Atente-se ao fato de que o Princípio da Proibição ao Retrocesso possui assento constitucional, derivando diretamente dos dispositivos que estabelecem o perfil do Estado Social e Democrático de Direito. Seu conteúdo prescritivo assegura a máxima eficácia e efetividade das normas definidoras de direitos fundamentais, especialmente aquelas que garantem a segurança jurídica e a confiança.
Por essas razões, conclui-se que esse princípio possui plena eficácia em matéria tributária, sendo vedada a modificação de entendimento jurisprudencial, anteriormente favorável, em prejuízo do contribuinte, nos casos em que não haja qualquer atividade legislativa que justifique essa mudança.
O terceiro aspecto a ser analisado diz respeito à discriminação tributária em razão da origem do produto, expressamente vedada pelo ordenamento tributário em relação ao ICMS (art. 152. da CF), mas igualmente aplicável ao IPI. Além disso, há uma afronta ao Princípio da Igualdade Tributária, previsto no art. 150, II, da Constituição Federal12.
Nesse quesito, não se pode argumentar que a possibilidade de creditamento do montante pago na etapa anterior mitiga ou elimina o excedente do imposto a ser pago pelo contribuinte. Isso porque o creditamento, por si só, não anula nem reduz a carga tributária adicional imposta ao comerciante-importador13.
Com razão, o valor da importação, sobre o qual incide o IPI no momento do desembaraço aduaneiro, não é idêntico ao valor da venda interna da mercadoria importada, que usualmente é maior em razão da aplicação de uma margem de lucro pelo comerciante-importador.
O doutrinador Gabriel Lacerda Troianelli demonstra um exemplo prático desta sobrecarga tributária:
Com efeito, a diferença entre as cargas tributárias pode ser explicada mediante um exemplo bem simples. Suponhamos que a empresa A, comerciante, tenha adquirido, diretamente do fabricante, pelo preço de 100, determinado produto industrializado fabricado no País, incidindo sobre tal produto o IPI pela alíquota de 10%. Caso a empresa A revenda o produto adquirido para o consumidor final ao preço de 200, a carga total de IPI sobre tal produto será de 10, gerador pela única incidência do imposto na saída do estabelecimento do fabricante. suponhamos, agora, que outro comerciante, a empresa B, tenha importado, também pelo preço de 100, este mesmo produto. Caso a empresa B revenda o produto também pelo preço de 200, a carta total do IPI será de 20, pois: ao importar, pagará IPI de 10 no desembaraço aduaneiro, creditando-se deste mesmo montante; ao revender, usará o crédito 10 gerado pela importação para abater dos 20 (10% de 200) devidos na saída do estabelecimento, o que resultará em uma carga total de 20, relativa à soma dos impostos devidos (10 na importação e 20 na saída interna) subtraída do crédito apurado (10 na importação). Como se vê, a carga tributária de IPI incidente sobre o produto nacionalizado, importado pela empresa B, será de 20, portanto, DUAS VEZES maior do que a carga de IPI incidente sobre o produto nacional adquirido pela empresa A, que será de 10.14
Importa ressaltar que o desembaraço aduaneiro é o momento em que se tributa a atividade do importador com diversas exações relacionadas ao comércio exterior, tais como: II, IPI, ICMS, IOF, PIS, COFINS, AFRMM, CIDEs e a Taxa de Utilização do SISCOMEX.

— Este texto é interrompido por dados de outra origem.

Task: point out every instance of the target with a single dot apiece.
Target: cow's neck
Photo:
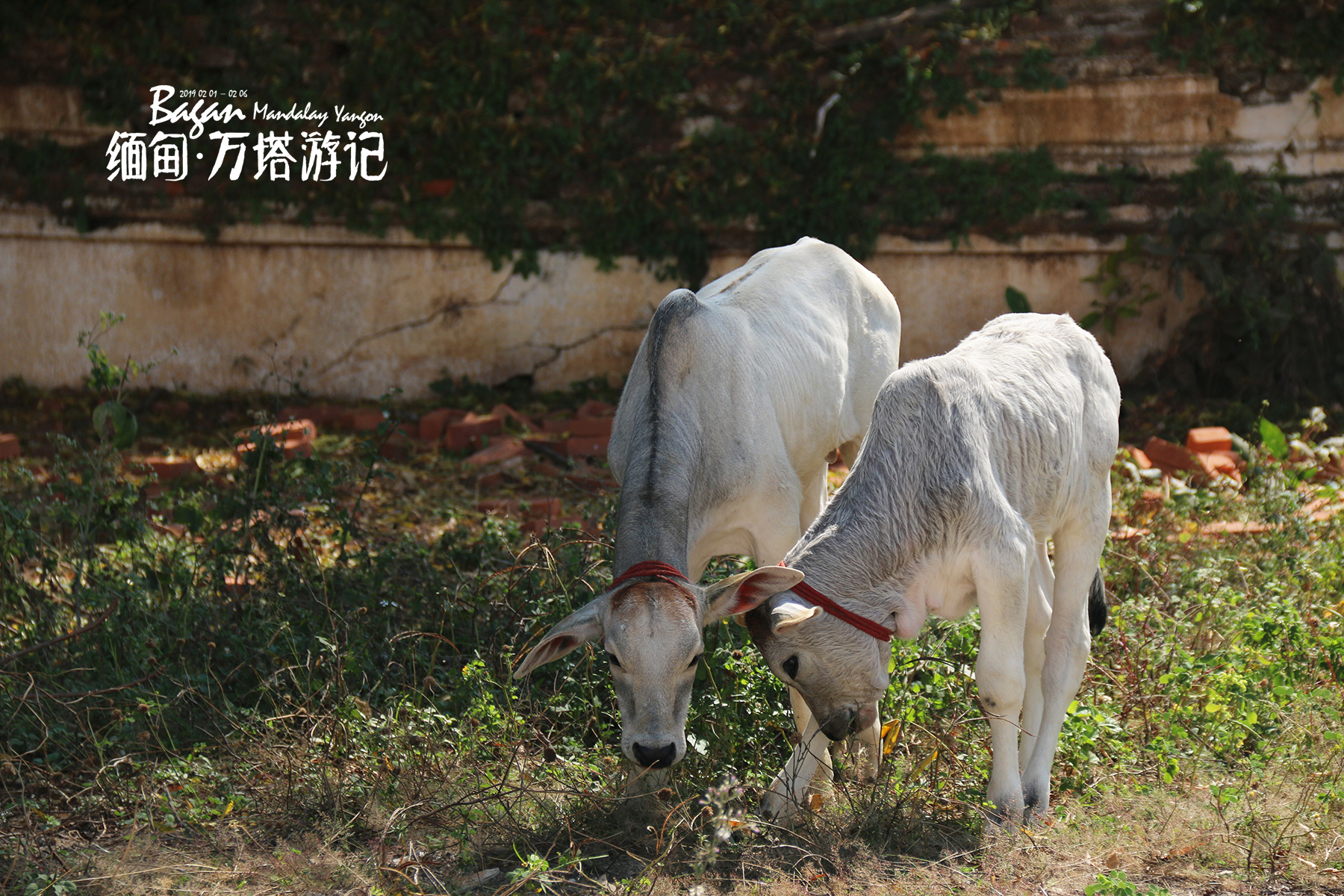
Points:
(652, 523)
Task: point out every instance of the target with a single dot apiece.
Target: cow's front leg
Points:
(1001, 675)
(788, 794)
(801, 716)
(870, 747)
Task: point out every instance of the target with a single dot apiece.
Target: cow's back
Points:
(759, 376)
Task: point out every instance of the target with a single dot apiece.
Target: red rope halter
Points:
(862, 623)
(651, 570)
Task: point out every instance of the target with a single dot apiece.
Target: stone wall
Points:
(351, 314)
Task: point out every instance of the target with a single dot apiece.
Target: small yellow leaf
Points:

É justamente nesse momento que ocorre a equalização das cargas tributárias entre o produto nacional e o importado, de modo que, após o desembaraço aduaneiro, o produto importado torna-se nacionalizado, equiparando-se ao produto nacional.
Conforme elucida o Ministro Napoleão Nunes Maia Filho:
“E, à toda evidência, o desembaraço aduaneiro extingue a nota de estrangeirice, nacionaliza e equipara a mercadoria a produtos nacionais. A partir do momento em que aporta em território nacional, após o pagamento dos impostos referentes à importação, nele incluindo-se o IPI, tal como previsto no art. 46, I do CTN, a mercadoria, salvo se sofrer outro processo de industrialização, estará, para todos os efeitos, integrada ao circuito de comercialização interno.15”
Com efeito, caso seja necessária a proteção de determinado setor mercadológico, compete à União elevar as alíquotas dos impostos cobrados no momento do desembaraço aduaneiro, cujas finalidades são preponderantemente extrafiscais.
Por consequência, ao impor uma carga de IPI sobre o produto nacionalizado superior àquela aplicada aos bens nacionais, a União compromete a equalização tributária previamente realizada, sobretaxando esses bens unicamente em razão de sua origem e, assim, violando o Princípio da Não Discriminação em Razão da Origem do Produto (art. 152. da CF/88).
Ademais, uma vez nacionalizados, os bens não podem sofrer tratamento tributário distinto dos produtos nacionais (sobretaxa fiscal), em razão do Princípio da Igualdade Tributária (art. 150, II, da CF/88), especificamente na perspectiva da igualdade fiscal entre produtos nacionais e nacionalizados.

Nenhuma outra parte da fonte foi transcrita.